Caroline frunció los labios.
—¡No quería a maman en absoluto! Por eso maman escapó a Nueva Orleans. Y a grand-maman no le gustaba la influencia que yo ejercía sobre ti. Se me partió el corazón el día que te dejé en la estación de tren, pero sabía lo unida que estabas a ella. No podía interponerme entre las dos.
Lo que Caroline estaba diciendo no podía ser cierto. Estaba retorciendo la realidad como siempre hacía, tratando de ponerme en contra de grand-maman. Pues ¡no lo conseguiría!
—Al menos podrías haber ido a verla cuando estaba moribunda. Os llevarais a la perfección o no, nos acogió cuando éramos pequeñas.
Caroline levantó la barbilla desafiantemente.
—Yo era la última persona a la que grand-maman quería ver en aquel momento. Solo te quería a ti allí, Emma. No quería entrometerme.
Estaba a punto de protestar otra vez, pero una irritante duda me lo impidió. ¿Mi perspectiva infantil me había hecho pasar por alto algo obvio?

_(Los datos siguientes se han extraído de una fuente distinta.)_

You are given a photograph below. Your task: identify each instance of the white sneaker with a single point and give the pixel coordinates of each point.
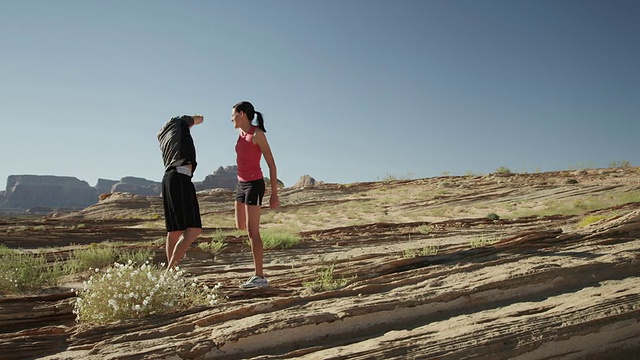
(255, 282)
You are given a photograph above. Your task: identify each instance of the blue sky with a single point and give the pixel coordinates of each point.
(353, 90)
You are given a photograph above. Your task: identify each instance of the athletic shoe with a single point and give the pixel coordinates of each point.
(254, 282)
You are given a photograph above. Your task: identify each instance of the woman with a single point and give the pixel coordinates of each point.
(251, 145)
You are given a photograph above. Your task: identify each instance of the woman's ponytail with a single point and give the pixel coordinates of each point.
(247, 108)
(260, 121)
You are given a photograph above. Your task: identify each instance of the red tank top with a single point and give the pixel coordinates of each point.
(248, 156)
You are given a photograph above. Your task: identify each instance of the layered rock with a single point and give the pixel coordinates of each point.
(304, 181)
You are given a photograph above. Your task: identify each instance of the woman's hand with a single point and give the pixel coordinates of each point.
(274, 203)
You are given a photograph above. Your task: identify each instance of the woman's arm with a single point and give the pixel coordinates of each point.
(260, 139)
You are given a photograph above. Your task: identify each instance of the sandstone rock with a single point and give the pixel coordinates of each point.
(137, 186)
(304, 181)
(103, 186)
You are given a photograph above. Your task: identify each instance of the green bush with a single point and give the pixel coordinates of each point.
(493, 216)
(279, 239)
(214, 247)
(325, 281)
(93, 256)
(21, 273)
(125, 291)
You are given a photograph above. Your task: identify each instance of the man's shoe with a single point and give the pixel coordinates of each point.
(255, 282)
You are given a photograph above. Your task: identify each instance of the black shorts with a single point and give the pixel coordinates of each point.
(181, 210)
(250, 192)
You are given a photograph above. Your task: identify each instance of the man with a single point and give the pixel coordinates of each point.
(181, 210)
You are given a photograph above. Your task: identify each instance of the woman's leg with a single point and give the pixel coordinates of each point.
(253, 227)
(241, 216)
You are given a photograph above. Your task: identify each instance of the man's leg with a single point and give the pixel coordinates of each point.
(172, 240)
(182, 245)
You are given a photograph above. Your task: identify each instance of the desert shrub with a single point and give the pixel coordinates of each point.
(137, 256)
(425, 251)
(493, 216)
(21, 273)
(424, 229)
(125, 291)
(5, 250)
(274, 239)
(482, 241)
(214, 247)
(590, 220)
(94, 256)
(620, 164)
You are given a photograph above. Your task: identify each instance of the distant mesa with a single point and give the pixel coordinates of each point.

—¿Eras tan fría conmigo cuando era pequeña porque estabas celosa? —le pregunté—. ¿Realmente creías que grand-maman me prefería a mí?
—Nunca te tuve celos. —Caroline hizo una pausa, como si estuviera conteniendo las lágrimas—. Y nunca fui fría contigo, Emma. Te cosía la ropa, te llevaba de paseo y te animaba con tu música y tus pequeñas historias.
Deseé no haber dicho nada. Ahora me cuestionaba si había pecado de superioridad moral y no me había dado cuenta de que quizá tenía parte de culpa por nuestro distanciamiento.
Caroline se sacó un pañuelo de la manga y se lo pasó por los ojos, aunque los tenía secos.
—¿Podemos dejar todo eso atrás, Emma? Ahora estás aquí. No hablemos de cosas que no podemos cambiar. Empecemos de nuevo.
Escucharla era como oír las palabras de un embaucador de feria: sabías que no debías confiar en él, pero te dejabas seducir de todos modos. No podía imaginarme desterrando un pasado que me había perseguido tanto tiempo, pero la posibilidad de crear un vínculo con mi hermana era muy tentador.
—De acuerdo —dije, cogiéndole la mano—. No volveremos a hablar del pasado. Empezaremos de cero.
Caroline relajó los hombros y, mirándome a los ojos, me dedicó una de sus sonrisas enigmáticas.
—Sí, empezaremos de cero, Emma. Seremos las hermanas que siempre deseamos ser.